Myosin II isoform switching mediates invasiveness after TGF-β-induced epithelial-mesenchymal transition

Abstract

Despite functional significance of nonmuscle myosin II in cell migration and invasion, its role in epithelial-mesenchymal transition (EMT) or TGF-β signaling is unknown. Analysis of normal mammary gland expression revealed that myosin IIC is expressed in luminal cells, whereas myosin IIB expression is up-regulated in myoepithelial cells that have more mesenchymal characteristics. Furthermore, TGF-β induction of EMT in nontransformed murine mammary gland epithelial cells results in an isoform switch from myosin IIC to myosin IIB and increased phosphorylation of myosin heavy chain (MHC) IIA on target sites known to regulate filament dynamics (S1916, S1943). These expression and phosphorylation changes are downstream of heterogeneous nuclear ribonucleoprotein-E1 (E1), an effector of TGF-β signaling. E1 knockdown drives cells into a migratory, invasive mesenchymal state and concomitantly up-regulates MHC IIB expression and MHC IIA phosphorylation. Abrogation of myosin IIB expression in the E1 knockdown cells has no effect on 2D migration but significantly reduced transmigration and macrophage-stimulated collagen invasion. These studies indicate that transition between myosin IIC/myosin IIB expression is a critical feature of EMT that contributes to increases in invasive behavior.

Fig. 1.

MHC isoforms are differentially expressed in normal mouse mammary gland and breast epithelial cell lines. (A) Normal mouse mammary tissue was fixed, sectioned, and immunostained for MHC IIA (Top, red), MHC IIB (Middle, green), or MHC IIC (Bottom, red). The sections were coimmunostained with smooth muscle actin to mark the basal layer (Top and Bottom, green) or keratin-8 to mark the luminal layer (Middle, red). (Scale bar, 100 μm.) (B) Whole-cell lysates of the indicated cell lines were subjected to Western blot analysis with the indicated antibodies.

Fig. 2.

MHC regulation during TGF-β and E1-shRNA treatment of NMuMG cells. (A) NMuMG, (B) E1-shRNA, and (C) E1⁺⁺ cells were untreated or treated with TGF-β for the indicated time. Whole-cell lysates were collected, normalized, and probed via Western blot with the indicated antibodies. Vimentin represents a positive control for EMT, and actin and GAPDH are shown as loading controls. (D) NMuMG cells were treated with TGF-β for the indicated time, after which RNA was collected and quantitative PCR was performed for the indicated myosin isoform. Data are the mean ± SEM from four independent experiments. *P < 0.05, Student’s t test, relative to the untreated. (E) RNA was collected from NMuMG, E1-shRNA, and E1⁺⁺ cells and quantitative PCR was performed for the indicated myosin isoform. For each cell line, relative isoform transcript level is expressed as a percentage of the total transcript abundance of all three isoforms. Data are the mean ± SEM. n = 3.

Fig. 3.

MHC IIB shRNA inhibits transmigration. (A and B) 2D migration and transwell assays were performed on uninfected, scramble shRNA cells or MHC IIB shRNA cells. Data were normalized to the mean of scramble shRNA cells. Data points are the mean ± SEM. For B, n ≥ 28 fields of view from three independent experiments. For C, n ≥ 11 fields of view from three independent experiments. *P < 0.001 relative to scramble shRNA cells. (C) Scramble shRNA and IIB shRNA cells were tested for their ability to invade a collagen gel in the presence (black bars) or absence (gray bars) of BAC macrophages. MDA-MB-231 cells were used as a positive control.

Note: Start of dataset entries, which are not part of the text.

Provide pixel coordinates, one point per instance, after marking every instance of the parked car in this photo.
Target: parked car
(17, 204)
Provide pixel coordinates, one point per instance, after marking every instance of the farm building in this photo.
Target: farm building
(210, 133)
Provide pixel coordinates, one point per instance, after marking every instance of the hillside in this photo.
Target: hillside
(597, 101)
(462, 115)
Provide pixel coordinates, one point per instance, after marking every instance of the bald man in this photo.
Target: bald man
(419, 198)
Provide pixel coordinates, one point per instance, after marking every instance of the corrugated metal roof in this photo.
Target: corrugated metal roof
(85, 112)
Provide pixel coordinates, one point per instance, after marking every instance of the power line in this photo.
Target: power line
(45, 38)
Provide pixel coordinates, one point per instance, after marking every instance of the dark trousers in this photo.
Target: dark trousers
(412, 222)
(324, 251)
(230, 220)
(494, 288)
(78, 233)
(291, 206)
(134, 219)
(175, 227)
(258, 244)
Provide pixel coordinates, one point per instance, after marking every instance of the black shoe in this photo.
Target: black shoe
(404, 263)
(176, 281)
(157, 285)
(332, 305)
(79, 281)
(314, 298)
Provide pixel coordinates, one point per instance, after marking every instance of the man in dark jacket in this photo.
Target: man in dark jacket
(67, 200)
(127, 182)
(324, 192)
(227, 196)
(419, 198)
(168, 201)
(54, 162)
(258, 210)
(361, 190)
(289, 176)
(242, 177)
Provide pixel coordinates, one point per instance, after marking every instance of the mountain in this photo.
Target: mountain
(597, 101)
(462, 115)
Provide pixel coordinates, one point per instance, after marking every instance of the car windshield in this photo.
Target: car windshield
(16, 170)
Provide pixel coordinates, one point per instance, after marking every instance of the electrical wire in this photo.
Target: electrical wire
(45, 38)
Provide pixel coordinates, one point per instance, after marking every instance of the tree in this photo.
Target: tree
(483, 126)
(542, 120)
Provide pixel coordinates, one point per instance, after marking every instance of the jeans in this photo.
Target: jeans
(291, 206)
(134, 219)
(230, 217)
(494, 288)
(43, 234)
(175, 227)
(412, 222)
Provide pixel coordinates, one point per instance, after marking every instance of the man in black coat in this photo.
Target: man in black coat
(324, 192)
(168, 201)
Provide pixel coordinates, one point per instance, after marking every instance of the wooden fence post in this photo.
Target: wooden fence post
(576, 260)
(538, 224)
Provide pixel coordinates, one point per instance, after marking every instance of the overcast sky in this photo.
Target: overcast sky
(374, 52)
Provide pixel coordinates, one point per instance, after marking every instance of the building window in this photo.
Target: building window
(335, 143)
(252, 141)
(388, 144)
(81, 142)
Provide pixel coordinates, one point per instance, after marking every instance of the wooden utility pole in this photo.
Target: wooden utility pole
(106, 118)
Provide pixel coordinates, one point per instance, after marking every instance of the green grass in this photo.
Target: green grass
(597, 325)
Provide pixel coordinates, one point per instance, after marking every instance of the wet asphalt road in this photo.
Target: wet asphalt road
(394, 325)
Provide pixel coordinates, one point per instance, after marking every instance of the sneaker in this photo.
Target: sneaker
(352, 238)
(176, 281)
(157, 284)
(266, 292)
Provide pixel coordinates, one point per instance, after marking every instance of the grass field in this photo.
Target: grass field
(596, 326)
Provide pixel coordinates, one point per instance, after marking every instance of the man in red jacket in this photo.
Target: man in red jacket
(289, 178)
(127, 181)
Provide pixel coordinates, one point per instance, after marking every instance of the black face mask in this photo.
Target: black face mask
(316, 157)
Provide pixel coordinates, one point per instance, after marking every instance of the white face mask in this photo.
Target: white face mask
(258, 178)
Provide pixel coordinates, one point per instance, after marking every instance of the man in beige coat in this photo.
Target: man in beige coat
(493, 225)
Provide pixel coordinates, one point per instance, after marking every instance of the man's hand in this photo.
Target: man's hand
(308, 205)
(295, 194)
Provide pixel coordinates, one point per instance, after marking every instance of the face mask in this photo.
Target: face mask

For D, n ≥ 12 regions analyzed from five experiments performed on three independent dates. *P < 0.001 relative to invasion in the absence of BACs. Data points are the mean ± SEM.

Fig. 4.

MHC IIB localizes to the rear and perinuclear regions of migrating and transmigrating E1-shRNA cells. (A) E1-shRNA cells migrating in 2D were fixed and immunostained for MHC IIA (Top, green) and MHC IIB (Middle, red). The white arrow in the lower image indicates the direction of migration. (B) E1-shRNA cells actively moving through a transwell pore were fixed and immunostained for MHC IIA (green) and MHC IIB (red) and counterstained with DAPI (blue). Confocal z-stacks were collected. Images are orthogonal maximum intensity projections. Bottom: Merge 2 is a merge of DAPI, MHC IIA, and MHC IIB. Merge 1 excludes DAPI. The dotted line in merge 2 represents the position of the transwell membrane. (C) Same dataset used in Fig. 4B was separated into images above the membrane (Upper) and below the membrane (Lower). Each separated dataset was then averaged into a single image. (Scale bars, 20 μm.)